On June 23, 2016, in United States v. Texas, the Supreme Court upheld an injunction on two Administrative executive action programs on immigration.
The Court ruled that “…The judgment is affirmed by an equally divided Court..” With these 9 words, the Court split 4 to 4, and without a 9th and deciding Justice, permitted an injunction against implementing these programs imposed by a Texas District Court and upheld by the Fifth Circuit to stand.
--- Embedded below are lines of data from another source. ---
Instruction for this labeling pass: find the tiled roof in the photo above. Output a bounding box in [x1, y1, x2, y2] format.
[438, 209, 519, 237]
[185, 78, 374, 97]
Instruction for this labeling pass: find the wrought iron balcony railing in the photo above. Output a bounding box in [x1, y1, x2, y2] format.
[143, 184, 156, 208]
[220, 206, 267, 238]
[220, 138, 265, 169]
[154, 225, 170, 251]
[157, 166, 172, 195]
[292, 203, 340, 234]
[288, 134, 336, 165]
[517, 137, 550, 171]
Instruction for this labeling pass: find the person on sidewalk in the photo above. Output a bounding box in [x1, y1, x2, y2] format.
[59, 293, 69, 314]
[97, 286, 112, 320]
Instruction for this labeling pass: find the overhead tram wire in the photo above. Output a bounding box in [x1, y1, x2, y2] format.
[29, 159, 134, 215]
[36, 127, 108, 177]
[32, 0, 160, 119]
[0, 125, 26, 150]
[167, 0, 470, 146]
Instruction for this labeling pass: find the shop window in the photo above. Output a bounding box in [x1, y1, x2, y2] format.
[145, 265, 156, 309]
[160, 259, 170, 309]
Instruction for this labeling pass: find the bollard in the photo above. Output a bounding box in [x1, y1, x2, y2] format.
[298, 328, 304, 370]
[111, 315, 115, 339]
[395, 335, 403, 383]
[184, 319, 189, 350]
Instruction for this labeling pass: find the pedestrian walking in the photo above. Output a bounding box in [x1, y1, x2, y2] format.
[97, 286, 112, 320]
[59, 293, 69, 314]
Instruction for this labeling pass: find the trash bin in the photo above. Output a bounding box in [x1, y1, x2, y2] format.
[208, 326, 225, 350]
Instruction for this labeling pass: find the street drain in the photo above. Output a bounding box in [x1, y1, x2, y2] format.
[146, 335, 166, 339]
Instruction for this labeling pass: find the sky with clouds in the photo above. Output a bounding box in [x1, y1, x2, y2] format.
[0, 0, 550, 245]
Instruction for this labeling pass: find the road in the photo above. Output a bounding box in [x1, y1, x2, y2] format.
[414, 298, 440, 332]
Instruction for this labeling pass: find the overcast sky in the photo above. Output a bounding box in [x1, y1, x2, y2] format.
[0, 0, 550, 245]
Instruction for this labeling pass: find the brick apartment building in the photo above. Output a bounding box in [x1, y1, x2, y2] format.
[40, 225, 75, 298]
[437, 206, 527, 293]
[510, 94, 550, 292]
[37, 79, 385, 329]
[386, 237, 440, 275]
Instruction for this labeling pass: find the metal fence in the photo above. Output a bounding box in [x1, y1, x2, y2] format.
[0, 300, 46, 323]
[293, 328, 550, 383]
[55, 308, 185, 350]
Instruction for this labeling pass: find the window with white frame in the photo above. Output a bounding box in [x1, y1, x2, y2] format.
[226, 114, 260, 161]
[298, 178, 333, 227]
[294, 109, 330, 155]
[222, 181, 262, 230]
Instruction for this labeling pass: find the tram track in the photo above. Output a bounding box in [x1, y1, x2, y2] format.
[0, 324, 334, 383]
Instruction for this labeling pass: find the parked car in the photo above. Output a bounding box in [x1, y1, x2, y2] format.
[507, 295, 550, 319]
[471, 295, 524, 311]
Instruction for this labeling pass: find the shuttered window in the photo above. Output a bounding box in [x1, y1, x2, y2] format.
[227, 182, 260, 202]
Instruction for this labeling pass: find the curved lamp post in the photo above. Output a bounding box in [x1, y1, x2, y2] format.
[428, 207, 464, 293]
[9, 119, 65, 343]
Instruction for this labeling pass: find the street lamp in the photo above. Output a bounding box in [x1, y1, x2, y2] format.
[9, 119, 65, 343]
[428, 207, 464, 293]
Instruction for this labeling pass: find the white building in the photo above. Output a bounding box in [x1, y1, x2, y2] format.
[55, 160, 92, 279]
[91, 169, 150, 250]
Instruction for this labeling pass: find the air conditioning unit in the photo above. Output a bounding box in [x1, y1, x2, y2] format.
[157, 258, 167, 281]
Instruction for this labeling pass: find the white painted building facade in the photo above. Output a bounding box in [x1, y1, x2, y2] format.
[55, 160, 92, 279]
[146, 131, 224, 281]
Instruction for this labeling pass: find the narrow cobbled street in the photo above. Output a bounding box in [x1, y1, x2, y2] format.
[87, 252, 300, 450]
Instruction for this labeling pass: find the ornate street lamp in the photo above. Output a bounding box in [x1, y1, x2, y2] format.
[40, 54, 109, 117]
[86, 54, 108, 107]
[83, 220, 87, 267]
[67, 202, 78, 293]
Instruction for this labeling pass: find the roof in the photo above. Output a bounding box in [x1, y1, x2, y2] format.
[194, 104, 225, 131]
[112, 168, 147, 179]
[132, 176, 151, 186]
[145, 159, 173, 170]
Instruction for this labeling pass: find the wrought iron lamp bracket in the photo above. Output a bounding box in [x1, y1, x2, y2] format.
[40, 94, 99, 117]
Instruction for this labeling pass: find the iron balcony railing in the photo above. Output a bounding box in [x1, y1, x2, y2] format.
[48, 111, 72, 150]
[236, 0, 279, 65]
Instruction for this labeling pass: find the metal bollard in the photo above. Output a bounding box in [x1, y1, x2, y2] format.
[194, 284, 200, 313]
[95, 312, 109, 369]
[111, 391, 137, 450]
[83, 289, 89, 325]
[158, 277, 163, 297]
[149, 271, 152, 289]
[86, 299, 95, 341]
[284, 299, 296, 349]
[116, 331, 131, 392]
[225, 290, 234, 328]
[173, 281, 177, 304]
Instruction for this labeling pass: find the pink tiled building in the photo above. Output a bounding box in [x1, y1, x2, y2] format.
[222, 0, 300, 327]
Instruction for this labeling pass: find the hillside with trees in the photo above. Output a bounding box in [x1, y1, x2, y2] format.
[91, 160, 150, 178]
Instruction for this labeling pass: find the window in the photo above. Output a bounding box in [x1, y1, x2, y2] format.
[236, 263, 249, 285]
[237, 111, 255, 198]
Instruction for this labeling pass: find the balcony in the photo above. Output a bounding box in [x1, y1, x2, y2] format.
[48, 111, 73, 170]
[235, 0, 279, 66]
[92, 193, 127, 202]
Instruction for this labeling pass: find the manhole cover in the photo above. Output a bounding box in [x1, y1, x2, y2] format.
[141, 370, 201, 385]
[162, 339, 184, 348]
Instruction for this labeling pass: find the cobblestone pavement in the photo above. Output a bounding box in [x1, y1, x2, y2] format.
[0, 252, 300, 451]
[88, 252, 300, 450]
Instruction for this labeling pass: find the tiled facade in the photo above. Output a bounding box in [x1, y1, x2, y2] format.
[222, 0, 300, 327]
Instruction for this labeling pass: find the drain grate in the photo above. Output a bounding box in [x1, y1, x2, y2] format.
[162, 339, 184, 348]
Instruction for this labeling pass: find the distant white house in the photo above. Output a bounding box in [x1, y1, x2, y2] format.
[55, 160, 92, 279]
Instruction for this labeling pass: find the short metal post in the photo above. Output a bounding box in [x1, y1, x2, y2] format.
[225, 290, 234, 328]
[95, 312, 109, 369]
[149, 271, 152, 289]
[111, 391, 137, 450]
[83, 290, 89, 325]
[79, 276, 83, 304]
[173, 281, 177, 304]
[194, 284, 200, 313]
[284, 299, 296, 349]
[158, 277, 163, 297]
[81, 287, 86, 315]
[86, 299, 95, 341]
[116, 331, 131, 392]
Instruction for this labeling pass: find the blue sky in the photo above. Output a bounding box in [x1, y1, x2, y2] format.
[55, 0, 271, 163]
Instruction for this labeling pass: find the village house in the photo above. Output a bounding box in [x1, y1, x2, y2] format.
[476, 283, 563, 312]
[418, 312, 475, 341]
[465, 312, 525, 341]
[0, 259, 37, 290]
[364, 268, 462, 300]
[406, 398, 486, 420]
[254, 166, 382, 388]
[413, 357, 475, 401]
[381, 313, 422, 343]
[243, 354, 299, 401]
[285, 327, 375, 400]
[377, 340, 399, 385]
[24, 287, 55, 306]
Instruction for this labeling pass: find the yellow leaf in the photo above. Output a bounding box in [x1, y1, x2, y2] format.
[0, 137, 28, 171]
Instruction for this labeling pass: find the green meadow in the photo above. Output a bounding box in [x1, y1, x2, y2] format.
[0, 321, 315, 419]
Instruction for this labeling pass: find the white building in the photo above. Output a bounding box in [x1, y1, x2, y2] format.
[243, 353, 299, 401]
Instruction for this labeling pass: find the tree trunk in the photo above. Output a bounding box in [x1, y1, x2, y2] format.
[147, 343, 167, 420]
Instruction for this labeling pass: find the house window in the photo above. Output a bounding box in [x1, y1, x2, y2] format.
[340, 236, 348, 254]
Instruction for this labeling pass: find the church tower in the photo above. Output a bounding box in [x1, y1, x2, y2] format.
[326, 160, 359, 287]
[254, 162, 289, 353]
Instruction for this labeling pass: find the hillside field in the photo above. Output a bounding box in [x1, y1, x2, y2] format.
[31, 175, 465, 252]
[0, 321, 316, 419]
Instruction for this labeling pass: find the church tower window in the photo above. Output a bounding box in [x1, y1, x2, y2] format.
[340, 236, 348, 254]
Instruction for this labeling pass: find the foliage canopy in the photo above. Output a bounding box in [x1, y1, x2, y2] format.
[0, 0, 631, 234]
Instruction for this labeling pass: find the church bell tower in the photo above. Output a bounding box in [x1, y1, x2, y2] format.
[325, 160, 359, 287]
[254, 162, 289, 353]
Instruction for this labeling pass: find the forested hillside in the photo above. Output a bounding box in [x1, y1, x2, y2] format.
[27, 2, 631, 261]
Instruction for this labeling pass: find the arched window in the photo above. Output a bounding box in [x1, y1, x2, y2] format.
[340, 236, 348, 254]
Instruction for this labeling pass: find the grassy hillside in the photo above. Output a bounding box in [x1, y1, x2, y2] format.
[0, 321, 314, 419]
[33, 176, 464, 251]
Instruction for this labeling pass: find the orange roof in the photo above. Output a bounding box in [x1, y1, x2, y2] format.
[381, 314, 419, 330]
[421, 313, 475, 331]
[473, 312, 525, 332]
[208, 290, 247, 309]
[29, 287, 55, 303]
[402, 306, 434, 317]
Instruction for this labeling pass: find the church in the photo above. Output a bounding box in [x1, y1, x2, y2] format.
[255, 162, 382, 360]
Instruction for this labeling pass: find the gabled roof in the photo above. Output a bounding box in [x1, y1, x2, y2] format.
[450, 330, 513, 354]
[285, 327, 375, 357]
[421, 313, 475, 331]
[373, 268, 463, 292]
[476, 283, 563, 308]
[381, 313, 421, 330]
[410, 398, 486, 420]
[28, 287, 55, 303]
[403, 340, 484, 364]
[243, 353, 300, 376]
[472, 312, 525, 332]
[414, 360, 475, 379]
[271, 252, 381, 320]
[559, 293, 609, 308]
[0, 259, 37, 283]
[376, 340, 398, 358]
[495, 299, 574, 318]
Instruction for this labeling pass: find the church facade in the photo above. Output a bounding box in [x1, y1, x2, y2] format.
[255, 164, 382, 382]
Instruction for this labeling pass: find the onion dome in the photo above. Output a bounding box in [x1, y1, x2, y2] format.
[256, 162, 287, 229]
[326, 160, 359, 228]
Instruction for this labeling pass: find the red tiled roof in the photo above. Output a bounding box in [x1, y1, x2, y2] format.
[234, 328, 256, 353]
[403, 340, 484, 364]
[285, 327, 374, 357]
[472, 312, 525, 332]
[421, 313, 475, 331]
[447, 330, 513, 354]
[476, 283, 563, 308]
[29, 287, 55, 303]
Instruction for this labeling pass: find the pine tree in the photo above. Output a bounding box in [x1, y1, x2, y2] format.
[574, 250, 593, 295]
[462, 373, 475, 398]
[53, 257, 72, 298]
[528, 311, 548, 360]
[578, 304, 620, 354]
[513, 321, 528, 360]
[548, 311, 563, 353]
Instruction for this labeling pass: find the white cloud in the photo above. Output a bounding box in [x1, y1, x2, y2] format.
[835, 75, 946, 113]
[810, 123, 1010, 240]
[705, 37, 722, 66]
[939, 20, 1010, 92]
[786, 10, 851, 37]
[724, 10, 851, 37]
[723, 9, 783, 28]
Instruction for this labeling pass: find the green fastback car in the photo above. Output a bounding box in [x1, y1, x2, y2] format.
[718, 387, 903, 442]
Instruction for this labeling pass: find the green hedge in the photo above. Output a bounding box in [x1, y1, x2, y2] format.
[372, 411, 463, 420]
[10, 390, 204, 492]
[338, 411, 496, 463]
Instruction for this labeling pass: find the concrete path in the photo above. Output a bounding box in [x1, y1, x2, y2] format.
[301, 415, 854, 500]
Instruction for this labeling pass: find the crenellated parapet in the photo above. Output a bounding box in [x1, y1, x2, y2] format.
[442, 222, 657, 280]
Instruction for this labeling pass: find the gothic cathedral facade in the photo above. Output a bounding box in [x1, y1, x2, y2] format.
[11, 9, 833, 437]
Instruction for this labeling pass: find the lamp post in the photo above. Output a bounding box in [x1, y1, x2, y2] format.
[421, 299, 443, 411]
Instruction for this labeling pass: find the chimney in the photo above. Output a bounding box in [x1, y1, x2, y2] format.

As background, in November, 2014, and arising out frustration with Congressional inaction on comprehensive immigration legislation, President Obama and his Administration created two executive actions programs: Deferred Action for Parents of Americans and Permanent Residents (“DAPA”) and an expanded program for Deferred Action for Childhood Arrivals (“DACA”), an earlier executive action program to benefit certain children who accompanied their parents into the United States at an early age. The programs if implemented would shield certain parents of U.S. citizens and permanent residents from removal, and certain young people from removal based on enforcement priorities, and would expand who could qualify for DACA. Texas and 25 other states sued the federal government alleging overreach of the powers of the executive branch in taking these steps.
There has been no trial on the merits, only appeals on the propriety of the injunction decision itself up to the Supreme Court. The case now goes back to the District Court to be tried. Procedurally, the Administration could request a rehearing before the full Court. Whether it does so remains to be seen.